= Peptidein =

Small proteins in human

A peptidein is a small molecule made up of amino acids similar in appearance and biomechanical role to proteins. More than 1,700 types of peptideins have been identified, most of which are of unknown functions, but some are implicated with genetic diseases and cancer. Popularly called the "dark proteome" or "dark proteins" due to their elusive identity, they are a type of microproteins, and were identified by an international team of scientists led by Sebastiaan van Heesch of the Princess Máxima Center for Pediatric Oncology, Utrecht, The Netherlands, in 2026.

== Discovery ==
In 2022, Sonia Chothani at the Duke-NUS Medical School and Genome Institute of Singapore and Jorge Ruiz-Orera at the Max Delbrück Center for Molecular Medicine in the Helmholtz Association (MDC), Berlin, Germany, initiated an international project called TransCODE Consortium. The project aimed at identifying all the proteins produced (encoded) from a small open reading frame (sORF or smORF) in the human genome. Hundreds to thousands of sORFs were estimated to exist in different organisms, and were named as such by Munira A. Basrai, Philip Hieter and Jef D. Boeke of the Johns Hopkins University School of Medicine, in 1997. Some sORF are so small, usually shorter than 100 codons, that they were believed to have no protein-coding genes to make functional peptides. However, were different some genetic diseases and cancers in humans were found to be associated with these short DNA sequences. Association with diseases indicated that they must produce some kind of proteins, hundreds of them, but impossible to detect them directly. For their elusive nature, they were known as the "dark proteome" or "dark proteins".

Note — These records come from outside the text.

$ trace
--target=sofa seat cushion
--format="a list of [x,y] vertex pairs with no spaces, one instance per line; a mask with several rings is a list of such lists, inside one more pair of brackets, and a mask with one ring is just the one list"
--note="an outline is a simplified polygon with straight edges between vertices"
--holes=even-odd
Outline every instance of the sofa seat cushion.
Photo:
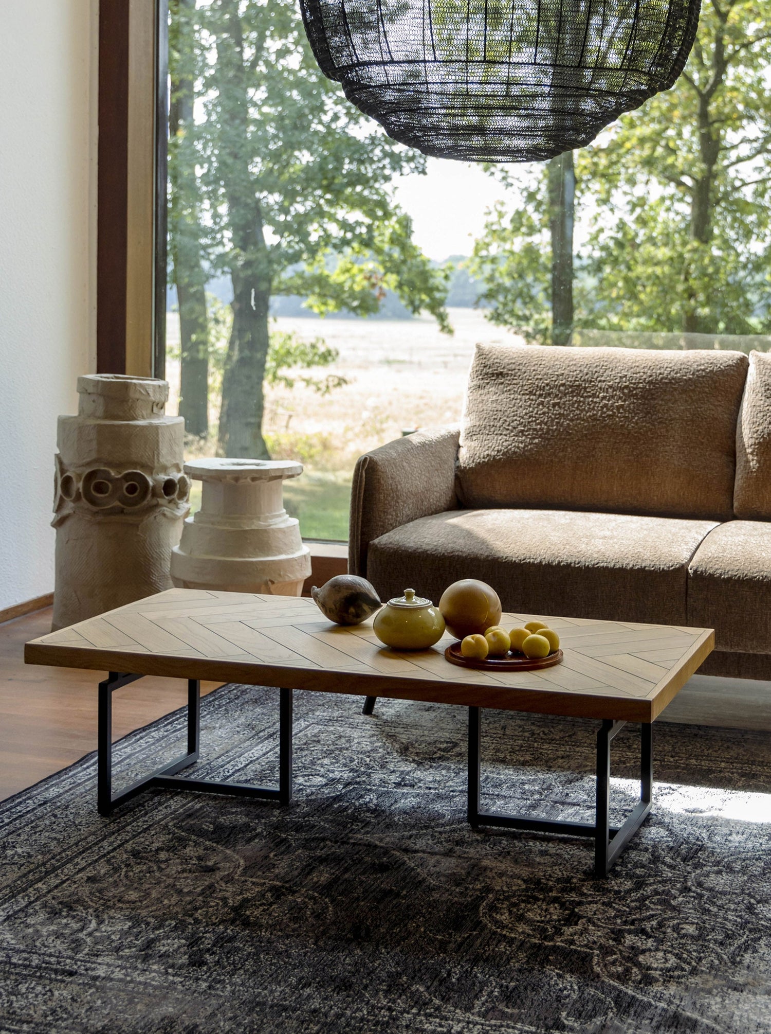
[[714,629],[715,649],[771,653],[771,522],[720,524],[688,573],[688,625]]
[[438,602],[481,578],[504,610],[684,625],[688,561],[714,521],[564,510],[455,510],[373,540],[382,599],[407,586]]
[[738,352],[477,345],[460,504],[731,520],[747,365]]

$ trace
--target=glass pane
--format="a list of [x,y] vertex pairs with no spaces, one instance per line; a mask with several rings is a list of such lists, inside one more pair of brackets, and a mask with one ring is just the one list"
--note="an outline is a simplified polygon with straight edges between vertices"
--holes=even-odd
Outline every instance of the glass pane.
[[[438,175],[452,206],[455,163],[362,116],[290,0],[174,0],[169,95],[166,375],[188,456],[301,460],[287,510],[304,536],[344,540],[358,456],[457,423],[487,336],[459,268],[468,231],[424,251],[411,218],[431,207],[415,180]],[[461,175],[481,230],[503,188]],[[458,241],[465,255],[444,262]]]
[[672,90],[495,174],[508,196],[472,263],[495,324],[537,344],[768,348],[770,40],[768,4],[704,5]]

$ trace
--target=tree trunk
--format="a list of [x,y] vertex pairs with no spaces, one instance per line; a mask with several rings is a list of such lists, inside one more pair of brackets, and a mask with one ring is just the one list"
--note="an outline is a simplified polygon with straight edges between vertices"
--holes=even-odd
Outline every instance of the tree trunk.
[[[723,20],[723,25],[724,25]],[[693,187],[690,195],[690,240],[697,244],[707,247],[712,240],[712,210],[713,192],[715,185],[715,169],[720,156],[720,146],[722,144],[721,122],[713,119],[710,111],[710,101],[715,91],[722,84],[728,69],[726,59],[726,47],[723,32],[718,31],[715,36],[715,45],[712,58],[712,77],[710,85],[706,90],[699,93],[699,157],[701,158],[701,175],[693,178]],[[683,331],[686,334],[710,333],[715,327],[715,321],[701,316],[699,313],[698,291],[688,282],[690,271],[686,267],[684,271],[686,280],[685,308],[683,310]],[[707,303],[707,299],[702,299]],[[705,304],[705,307],[706,304]]]
[[[179,67],[172,77],[168,121],[176,149],[172,163],[171,255],[180,311],[181,388],[180,416],[185,430],[196,437],[209,433],[209,320],[206,308],[206,273],[201,260],[198,197],[195,182],[195,153],[185,134],[193,129],[193,79],[182,57],[183,48],[192,47],[191,13],[195,0],[177,0],[173,27],[177,22]],[[176,16],[176,18],[175,18]]]
[[552,344],[573,339],[573,223],[576,170],[573,151],[552,158],[549,177],[549,230],[552,238]]
[[218,448],[225,456],[267,459],[263,381],[269,344],[270,255],[250,171],[249,95],[238,3],[220,0],[220,9],[225,16],[225,32],[217,40],[217,59],[222,66],[222,103],[228,113],[220,149],[226,156],[222,168],[233,235],[234,298]]

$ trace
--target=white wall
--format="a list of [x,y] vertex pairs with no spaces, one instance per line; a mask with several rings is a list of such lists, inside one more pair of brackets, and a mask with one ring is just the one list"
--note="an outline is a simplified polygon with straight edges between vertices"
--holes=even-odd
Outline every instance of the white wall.
[[56,418],[95,369],[94,0],[0,0],[0,609],[54,588]]

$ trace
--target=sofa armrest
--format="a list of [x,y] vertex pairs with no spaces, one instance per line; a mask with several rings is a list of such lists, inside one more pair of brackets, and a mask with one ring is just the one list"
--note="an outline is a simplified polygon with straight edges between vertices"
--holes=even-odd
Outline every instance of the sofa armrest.
[[350,574],[366,577],[367,547],[373,539],[419,517],[458,509],[459,439],[457,427],[432,428],[359,457],[350,492]]

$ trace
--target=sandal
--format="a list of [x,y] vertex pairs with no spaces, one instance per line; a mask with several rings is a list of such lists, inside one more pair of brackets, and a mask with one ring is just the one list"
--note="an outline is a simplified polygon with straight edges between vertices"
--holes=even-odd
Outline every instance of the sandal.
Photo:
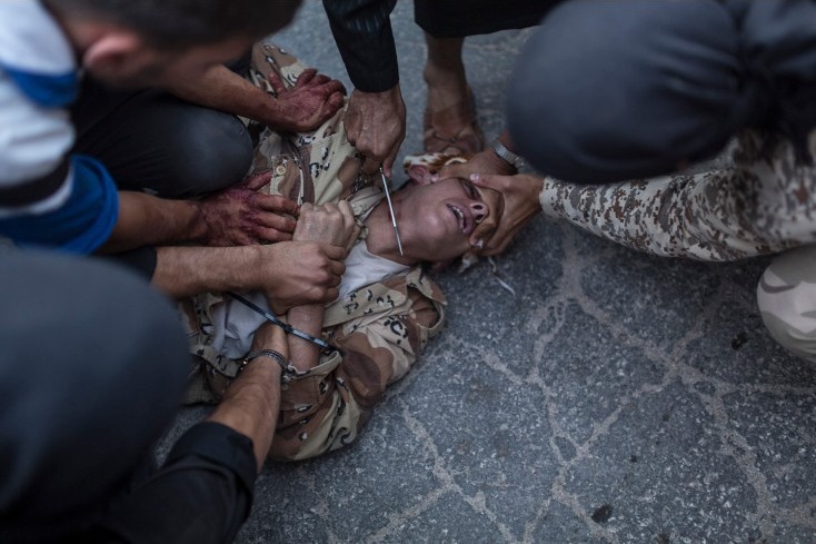
[[[468,89],[470,90],[470,89]],[[451,136],[435,127],[461,127]],[[426,152],[451,152],[471,156],[485,148],[485,137],[476,120],[476,100],[470,91],[470,100],[431,112],[425,109],[422,119],[422,145]]]

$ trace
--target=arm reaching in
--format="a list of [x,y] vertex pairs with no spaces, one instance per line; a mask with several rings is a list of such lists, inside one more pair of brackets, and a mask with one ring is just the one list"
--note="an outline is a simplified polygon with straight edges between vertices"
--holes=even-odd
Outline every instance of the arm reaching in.
[[211,68],[203,78],[179,81],[168,89],[189,102],[255,119],[279,131],[307,131],[319,127],[342,107],[346,89],[336,79],[305,70],[287,89],[279,78],[270,85],[277,96],[257,88],[225,66]]
[[[339,204],[312,206],[305,204],[292,238],[296,241],[315,241],[335,247],[348,248],[359,230],[356,228],[351,206],[346,200]],[[319,337],[324,324],[324,305],[309,304],[295,306],[289,310],[289,324],[311,336]],[[289,337],[292,364],[301,370],[314,367],[319,357],[319,348],[296,336]]]
[[[252,352],[272,349],[288,357],[286,334],[267,323],[255,333]],[[252,359],[230,384],[223,399],[208,421],[220,423],[252,441],[258,472],[263,466],[275,436],[280,409],[281,368],[268,357]]]
[[152,284],[172,298],[262,291],[276,314],[337,298],[345,248],[306,241],[266,246],[159,247]]
[[380,165],[387,177],[405,139],[405,102],[396,85],[382,92],[355,89],[346,110],[348,141],[366,157],[362,171],[369,176]]
[[180,241],[237,246],[289,240],[298,206],[288,198],[257,191],[270,176],[256,175],[202,200],[120,191],[119,218],[101,253]]

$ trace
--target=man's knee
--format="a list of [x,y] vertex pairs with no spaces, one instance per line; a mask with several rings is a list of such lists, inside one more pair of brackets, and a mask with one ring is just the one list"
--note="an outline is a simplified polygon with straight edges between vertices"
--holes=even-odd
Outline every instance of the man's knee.
[[176,314],[121,267],[48,254],[3,254],[0,295],[0,451],[14,475],[0,510],[22,523],[62,512],[54,497],[90,507],[175,413],[187,373]]
[[[171,162],[178,192],[191,197],[221,190],[240,182],[252,162],[252,140],[235,116],[199,109],[179,125]],[[169,142],[168,142],[169,144]]]
[[816,245],[777,257],[759,281],[757,304],[774,339],[816,363]]

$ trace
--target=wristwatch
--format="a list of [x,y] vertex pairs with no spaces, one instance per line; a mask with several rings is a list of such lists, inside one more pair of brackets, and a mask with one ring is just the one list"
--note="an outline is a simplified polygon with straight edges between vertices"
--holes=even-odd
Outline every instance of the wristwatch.
[[524,159],[510,151],[505,147],[504,144],[501,144],[499,140],[495,140],[490,148],[494,150],[496,155],[499,156],[501,160],[514,167],[516,170],[520,169],[524,166]]

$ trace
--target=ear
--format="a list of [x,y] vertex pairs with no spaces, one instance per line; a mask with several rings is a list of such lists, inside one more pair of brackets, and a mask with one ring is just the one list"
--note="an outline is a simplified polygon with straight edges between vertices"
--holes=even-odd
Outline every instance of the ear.
[[408,177],[417,185],[436,184],[437,175],[430,174],[427,165],[411,165],[408,167]]
[[116,77],[146,52],[145,42],[128,30],[111,29],[97,38],[82,56],[82,66],[93,75]]

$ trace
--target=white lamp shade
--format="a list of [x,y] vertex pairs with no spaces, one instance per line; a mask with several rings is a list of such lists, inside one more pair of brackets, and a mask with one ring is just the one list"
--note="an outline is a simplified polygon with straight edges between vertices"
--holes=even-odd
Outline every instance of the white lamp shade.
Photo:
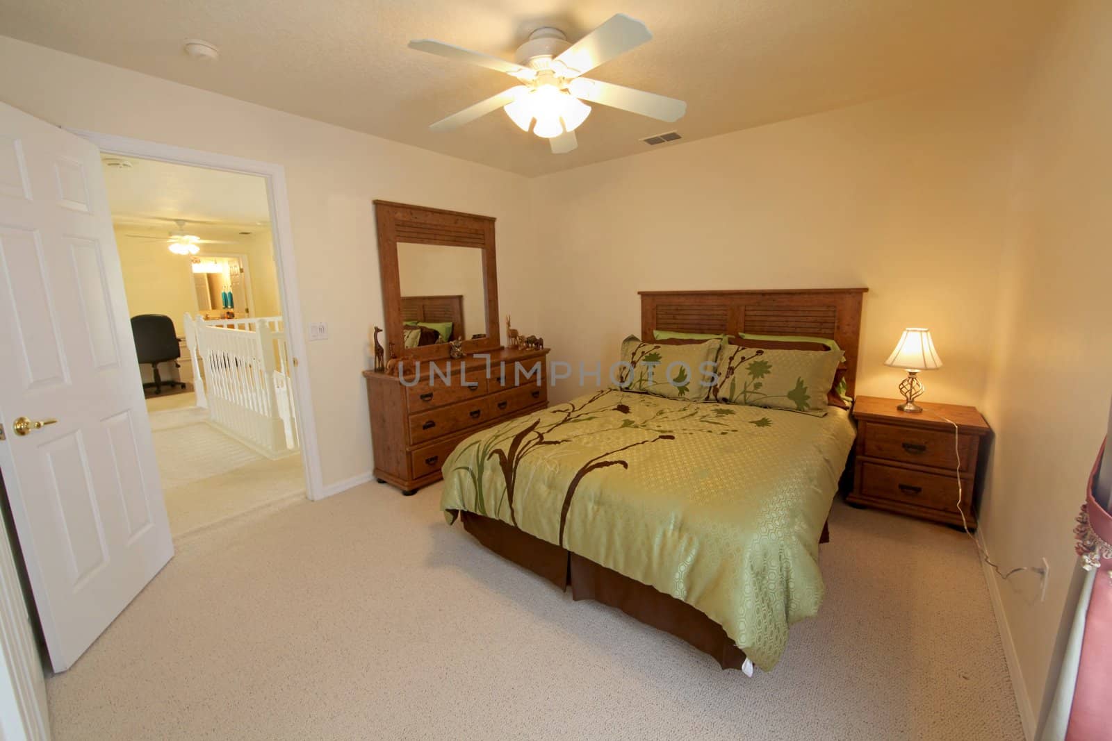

In 2026, the TransCODE Consortium announced the first complete identification of microproteins and published it in the journal Nature, from a research led by Sebastiaan van Heesch of the Princess Máxima Center for Pediatric Oncology, Utrecht, The Netherlands, and co-led by John Prensner (University of Michigan Medical School) and Robert Moritz (Institute for Systems Biology). The scientists gave the name "peptidein" for the protein-like molecules. By definition, they are too small to be named proteins, as they explained:We develop an annotation framework for ncORF-encoded microproteins as human proteins and codify the new conceptual model of 'peptideins' as microproteins that have indeterminate potential as functional proteins... To bring formal reference gene annotation status to less-well-characterized microproteins, we introduce 'peptidein' as a classification scheme, recognized by our consortia, to exist alongside conventional proteins. To illustrate that further characterization of a peptidein may elevate its classification, we use functional genomics and evolutionary constraint to pinpoint examples that exhibit a signature consistent with a protein-coding gene.The TransCODE Consortium identified 1,785 peptideins. The human genome contain about 19,500 functional proteins, thus peptideins adds 10% more of functional genes. The number is still preliminary, as Moritz explained that there may be thousand more peptideins to be identified and could double the human proteome.